Monday, April 22, 2013

Interwebs dating

I approve of online dating.
If you haven’t given it a try, you should.
Back in 2011, I was scared of online dating. I felt like only losers used it because they had been rejected by every other boy in real life. Then, my group of friends (there were six of us who were very close) went through an online dating phase and convinced me to join them. One friend went on an average of two dates a day (she was a little bit boy crazy and only had a part time job in order to help her focus on man-hunting. True story.) Another friend met an awesome guy who took her out on amazing dates and brought her flowers when she got back from a trip. Another friend got into a relationship with a guy she met.
Excitedly, I started an account and waited for the messages to start pouring in. I got a message from a 64 divorced man who live in Iowa. He had no schooling, no job and looked like he hadn’t showered in a week. He sent me a very tempting offer and it was hard to refuse, but I somehow managed.

The next guy who messaged me told me that if I was pretty cute, but he doesn’t date Mormon girls. If I ever decided to renounce my religion, he explained, he would be willing to go out with me. I sent him a scathing letter reminding him that I’m not a member of my church because my mommy told me I had to or because I wanted to get married in a pretty building like all of my friends. I told him he insulted my intelligence and even if I did renounce my religion, he would be the last man on earth I would date. I really did say all of that (except the dramatic, last-man line).

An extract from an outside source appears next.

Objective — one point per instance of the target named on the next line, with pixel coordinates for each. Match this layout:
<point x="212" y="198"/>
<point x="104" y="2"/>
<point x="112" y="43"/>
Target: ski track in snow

Then I got a series of messages from creepy, weird and generally dreadful guys. My self-confidence shot down. Was there something so wrong with me that my friends would get amazing guys and I got the losers? Were these the type of guys I was supposed to be with while my friends got the cool, smart, nice guys? For the sake of my self esteem, I closed that account.
A few months later, my friends convinced me I just had a bad experience and I needed to try again. They suggested a different website, ldslinkup.com. After much coaxing, I gave it another try. Much. Better. Results. I ended up messaging some really cool guys and I went on a few dates (one guy will get his own post someday, it was such a funny date). I’m still friends with a few of the guys I met through the experience. I enjoyed talking to different guys and learning how to flirt online. It even built my self esteem! 

I tell you all of this because I want you to know online dating isn't for everybody, but give it a try before you completely knock it. Here are my tips:

*Don’t pay for an account. That was my mistake the first time around. When you pay, you get people who are a little more desperate or shallow. Normal, average guys will set up a free account because, why not! It’s a free way to meet more girls and there is no commitment. Don’t you pay either.

*Close the account if it’s hurting your self-esteem. There are some creepy and weird guys out there. You deserve better than that, trust me. Try another site or use the good old fashioned method of meeting people in person.

*Be safe. A good guy won’t be offended if you ask for his name first so you can facebook stalk him before giving your contact info. He will know there is more danger for you than for him. A good guy will have plenty of information on his profile. He will be willing to meet you in a public place. He won’t make you feel guilty for not giving information.

*Don’t stay on all the time. Go on for a month or two. If you aren’t succeeding, cancel the account. Then come back in a few months and try another website. People use different sites, so you never know who you’ll meet.

*Pay attention to the pictures and information you put up. Are you using cute pictures? Ask a photographer friend to take a good picture and use that. Online dating can be a bit shallow initially, deal with it. Also, read through the information you put up. Don’t give away personal information (your address, your first and last name, etc) but don’t be so vague that you come off as boring. For example, everyone says, “I’m fun and smart.” That is vague and tells guys nothing about you. Try something like, “I enjoy sitting on the porch during the rain while reading a good book.” It’s specific enough that he can comment on and it shows your interests.
*Believe that success can come from online dating! I had one friend who got married in December from online dating. Another friend will be getting married this July from her online dating encounter. It isn’t the only way, but it is a great way!

2 comments:

  1. Thanks for this post! I had a bad online dating experience as well (I am apparently very attractive to black African men who have recently moved to the United States and can't spell at all).

    Maybe I will try ldslinkup. It can't hurt, right?

    ReplyDelete
    Replies
    1. Give it a try! I also really like okcupid. Who knows who you will meet!